Clearing the Pipeline for Hashem’s Blessings

My name is Aryeh and my wife and I live in Richmond, British Columbia, Canada. We are grateful to have a kosher mikvah in town for my wife to use.
About two years ago, Mrs. Chana Gordon, one of the Chabad shluchot in Richmond, initiated a campaign to freshen up the mikvah and make it more inviting for women to use. She bought new towels, bathrobes, and supplies, and started cleaning the mikvah regularly.
I am a professional tile setter by trade, and am also very handy. Since my wife uses the mikvah, one of the mikvah attendants, Shirah Malka Zydenberg (may Hashem send her a speedy recovery), recommended that Chana contact me to see if I could help replace the broken tiles in the mikvah. I gladly agreed and did so free of charge.
I soon learned that the pathway and area through which the rainwater enters the mikvah required fixing and was in need of a good cleaning and I agreed to take care of it. What followed was a most special journey, which included learning numerous halachot (laws) pertaining to the specific way in which a mikvah is to be repaired and cleaned while still maintaining its kosher status. This job was quite unlike any I had done before, and I enjoyed the experience.
When the job was finished, Rabbi Levi Varnai, the rabbi in charge of the mikvah, asked me how much money he owed for the job. He must have been surprised when I shared with him that all I wanted was his blessing that we be granted another child (our second and youngest child was six-and-a-half years old at the time).
Rabbi Varnai told me that a mikvah is a cornerstone of Jewish continuity, and that my work in repairing and cleaning the mikvah stood me in good stead for a blessing.
I then went into the mikvah building and spoke to Hashem from the depths of my heart, asking to be blessed with a child.
Nine months later, we were blessed with a daughter.
Our “mikvah baby” is now 18 months old, thank G-d. I continue to service the mikvah free of charge—it’s my way of thanking Hashem for His kindness.
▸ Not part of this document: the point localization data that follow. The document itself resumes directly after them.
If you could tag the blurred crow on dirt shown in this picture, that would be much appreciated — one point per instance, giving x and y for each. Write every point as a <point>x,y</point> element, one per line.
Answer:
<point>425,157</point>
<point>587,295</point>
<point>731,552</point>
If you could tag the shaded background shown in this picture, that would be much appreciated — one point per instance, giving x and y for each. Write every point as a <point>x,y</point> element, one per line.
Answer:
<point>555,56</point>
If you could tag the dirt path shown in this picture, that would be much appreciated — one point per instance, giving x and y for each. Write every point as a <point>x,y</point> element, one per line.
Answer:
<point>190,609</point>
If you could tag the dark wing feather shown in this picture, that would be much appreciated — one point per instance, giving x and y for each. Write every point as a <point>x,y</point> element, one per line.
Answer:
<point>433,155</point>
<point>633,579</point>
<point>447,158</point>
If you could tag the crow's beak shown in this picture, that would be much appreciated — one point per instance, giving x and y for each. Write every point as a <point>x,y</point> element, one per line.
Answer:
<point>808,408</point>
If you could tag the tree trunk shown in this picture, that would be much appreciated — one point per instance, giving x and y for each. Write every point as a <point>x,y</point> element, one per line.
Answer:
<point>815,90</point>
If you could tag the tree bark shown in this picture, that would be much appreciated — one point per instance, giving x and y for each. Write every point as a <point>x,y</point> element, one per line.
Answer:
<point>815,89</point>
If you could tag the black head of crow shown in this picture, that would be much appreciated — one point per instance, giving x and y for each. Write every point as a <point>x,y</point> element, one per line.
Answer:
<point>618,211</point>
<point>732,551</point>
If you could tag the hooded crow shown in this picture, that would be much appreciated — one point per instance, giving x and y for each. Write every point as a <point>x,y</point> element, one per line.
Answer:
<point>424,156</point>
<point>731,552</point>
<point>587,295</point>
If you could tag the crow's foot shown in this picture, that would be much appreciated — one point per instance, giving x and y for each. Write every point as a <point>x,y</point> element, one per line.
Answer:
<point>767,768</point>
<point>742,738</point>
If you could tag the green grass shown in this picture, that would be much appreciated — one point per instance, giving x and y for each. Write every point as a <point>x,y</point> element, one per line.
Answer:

I have made it my mission to tell people that if they’d like to open up a channel for Hashem’s blessings, they need to make mikvah part of their lives. Be it through observing Taharat Hamishpachah (the laws of family purity), supporting a mikvah financially, or in any other way, the mitzvah of mikvah will bring blessings to you and your family, regardless of your current station in life.